Chronospatial Record Locator (CRL)

 

A Proposal for Persistent Internet Spacetime Referencing

Abstract

This document proposes the concept of the Chronospatial Record Locator (CRL), a generalized identifier for persistent records existing within internet spacetime.

Unlike conventional URLs, which describe only resource location, a CRL identifies:

  • where a record existed
  • when it existed
  • and how it may be re-observed across temporal layers of the network

The concept is intended as a humorous but structurally plausible RFC-style abstraction unifying:

  • web archives
  • geospatial records
  • blockchain histories
  • version control systems
  • persistent identifiers
  • and cultural memory systems

under a single chronospatial framework.


1. Introduction

The modern internet increasingly contains objects that are not merely resources, but temporally anchored observations.

Examples include:

  • Wayback Machine snapshots
  • Git commits
  • blockchain transactions
  • DOI references
  • geotagged photographs
  • archived social media captures
  • ENS historical states

These objects possess both:

  • spatial coordinates
  • temporal coordinates

and therefore behave more like spacetime events than static resources.

This document proposes the term:

Chronospatial Record Locator (CRL)

to describe identifiers capable of referencing such records.


2. Terminology

2.1 Chronospatial

A compound term derived from:

  • chrono (time)
  • spatial (space)

referring to objects whose existence depends on both temporal and spatial coordinates.


2.2 Record

Any observable or reproducible informational state.

Examples include:

  • archived HTML
  • blockchain state
  • versioned source code
  • coordinate-tagged media
  • timestamped metadata

2.3 Locator

A mechanism used to reference or retrieve a record.

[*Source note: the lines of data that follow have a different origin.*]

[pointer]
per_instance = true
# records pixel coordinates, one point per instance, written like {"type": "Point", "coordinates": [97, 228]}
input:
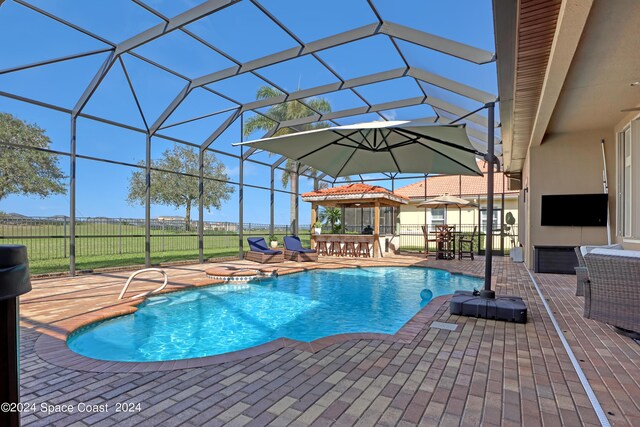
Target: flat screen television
{"type": "Point", "coordinates": [574, 210]}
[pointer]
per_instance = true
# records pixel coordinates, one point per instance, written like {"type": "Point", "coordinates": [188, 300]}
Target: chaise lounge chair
{"type": "Point", "coordinates": [294, 251]}
{"type": "Point", "coordinates": [259, 252]}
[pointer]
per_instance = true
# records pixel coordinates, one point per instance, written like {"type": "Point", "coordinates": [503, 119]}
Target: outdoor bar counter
{"type": "Point", "coordinates": [347, 244]}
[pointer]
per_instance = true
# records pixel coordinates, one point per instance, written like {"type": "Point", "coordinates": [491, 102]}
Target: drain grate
{"type": "Point", "coordinates": [445, 326]}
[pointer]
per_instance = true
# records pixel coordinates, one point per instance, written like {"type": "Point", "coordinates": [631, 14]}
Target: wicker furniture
{"type": "Point", "coordinates": [444, 241]}
{"type": "Point", "coordinates": [468, 241]}
{"type": "Point", "coordinates": [348, 245]}
{"type": "Point", "coordinates": [427, 239]}
{"type": "Point", "coordinates": [259, 252]}
{"type": "Point", "coordinates": [612, 293]}
{"type": "Point", "coordinates": [294, 251]}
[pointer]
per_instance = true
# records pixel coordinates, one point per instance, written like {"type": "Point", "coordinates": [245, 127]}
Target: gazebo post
{"type": "Point", "coordinates": [314, 218]}
{"type": "Point", "coordinates": [376, 229]}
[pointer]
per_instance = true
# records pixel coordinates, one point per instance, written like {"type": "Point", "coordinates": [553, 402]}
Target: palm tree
{"type": "Point", "coordinates": [331, 216]}
{"type": "Point", "coordinates": [282, 112]}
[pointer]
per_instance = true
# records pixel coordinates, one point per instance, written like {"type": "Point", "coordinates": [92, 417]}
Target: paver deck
{"type": "Point", "coordinates": [483, 373]}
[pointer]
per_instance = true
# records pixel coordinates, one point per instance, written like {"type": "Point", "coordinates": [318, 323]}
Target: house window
{"type": "Point", "coordinates": [624, 183]}
{"type": "Point", "coordinates": [496, 220]}
{"type": "Point", "coordinates": [438, 216]}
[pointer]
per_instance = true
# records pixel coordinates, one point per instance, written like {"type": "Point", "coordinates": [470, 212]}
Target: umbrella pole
{"type": "Point", "coordinates": [487, 292]}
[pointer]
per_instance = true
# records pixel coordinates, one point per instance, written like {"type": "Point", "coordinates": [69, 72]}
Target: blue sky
{"type": "Point", "coordinates": [241, 32]}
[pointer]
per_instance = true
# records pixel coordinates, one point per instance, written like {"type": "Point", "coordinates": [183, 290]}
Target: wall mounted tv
{"type": "Point", "coordinates": [574, 210]}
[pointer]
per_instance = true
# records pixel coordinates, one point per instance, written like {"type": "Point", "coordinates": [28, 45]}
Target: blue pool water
{"type": "Point", "coordinates": [303, 306]}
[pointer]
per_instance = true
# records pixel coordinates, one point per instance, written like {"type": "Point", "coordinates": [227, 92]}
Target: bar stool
{"type": "Point", "coordinates": [321, 247]}
{"type": "Point", "coordinates": [349, 247]}
{"type": "Point", "coordinates": [364, 250]}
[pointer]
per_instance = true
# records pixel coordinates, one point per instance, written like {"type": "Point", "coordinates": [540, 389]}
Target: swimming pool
{"type": "Point", "coordinates": [302, 306]}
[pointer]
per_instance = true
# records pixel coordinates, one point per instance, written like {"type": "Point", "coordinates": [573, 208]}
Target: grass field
{"type": "Point", "coordinates": [116, 243]}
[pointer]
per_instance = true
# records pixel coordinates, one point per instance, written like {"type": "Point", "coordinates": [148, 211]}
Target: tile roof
{"type": "Point", "coordinates": [454, 185]}
{"type": "Point", "coordinates": [356, 188]}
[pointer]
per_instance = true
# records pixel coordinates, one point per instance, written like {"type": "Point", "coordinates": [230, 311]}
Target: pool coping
{"type": "Point", "coordinates": [54, 349]}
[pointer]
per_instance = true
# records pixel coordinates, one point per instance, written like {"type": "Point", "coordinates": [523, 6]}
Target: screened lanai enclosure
{"type": "Point", "coordinates": [128, 110]}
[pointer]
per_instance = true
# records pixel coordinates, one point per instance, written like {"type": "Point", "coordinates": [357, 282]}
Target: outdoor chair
{"type": "Point", "coordinates": [363, 249]}
{"type": "Point", "coordinates": [259, 252]}
{"type": "Point", "coordinates": [581, 273]}
{"type": "Point", "coordinates": [465, 244]}
{"type": "Point", "coordinates": [294, 251]}
{"type": "Point", "coordinates": [427, 239]}
{"type": "Point", "coordinates": [612, 292]}
{"type": "Point", "coordinates": [444, 241]}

The term intentionally echoes:

Uniform Resource Locator

while extending beyond location-only semantics.


3. CRL Structure

A CRL minimally contains:

  • spatial reference
  • temporal reference
  • retrieval mechanism

Example conceptual structure:

crl://archive.org/web/20010415030211/http://example.com

or:

crl://geo/35.6895,139.6917/2026-05-19T12:00:00Z/photo

4. Chronospatial Behavior

A CRL does not identify an object alone.

It identifies:

an observation of an object at a particular point in internet spacetime.

Therefore:

  • multiple CRLs may reference different temporal states of the same object
  • identical spatial references may produce distinct CRLs over time
  • deletion does not necessarily invalidate chronospatial existence

This mirrors the persistence properties of:

  • archival systems
  • distributed ledgers
  • cached web infrastructure
  • cultural memory

5. Relationship to Existing Systems

SystemChronospatial Property
Wayback MachineArchived temporal web state
GitHistorical code state
BlockchainImmutable temporal ledger
DOIPersistent scholarly reference
GPS coordinatesSpatial anchoring
ENSPersistent naming layer

6. Security Considerations

CRLs may unintentionally preserve:

  • deleted information
  • cultural artifacts
  • historical contradictions
  • embarrassing forum posts from 2007

Implementers are advised to exercise caution.


7. Conclusion

The internet is no longer merely a network of locations.

It is increasingly a network of temporally persistent observations.

CRL is proposed as a humorous conceptual abstraction for discussing this emerging chronospatial layer of civilization.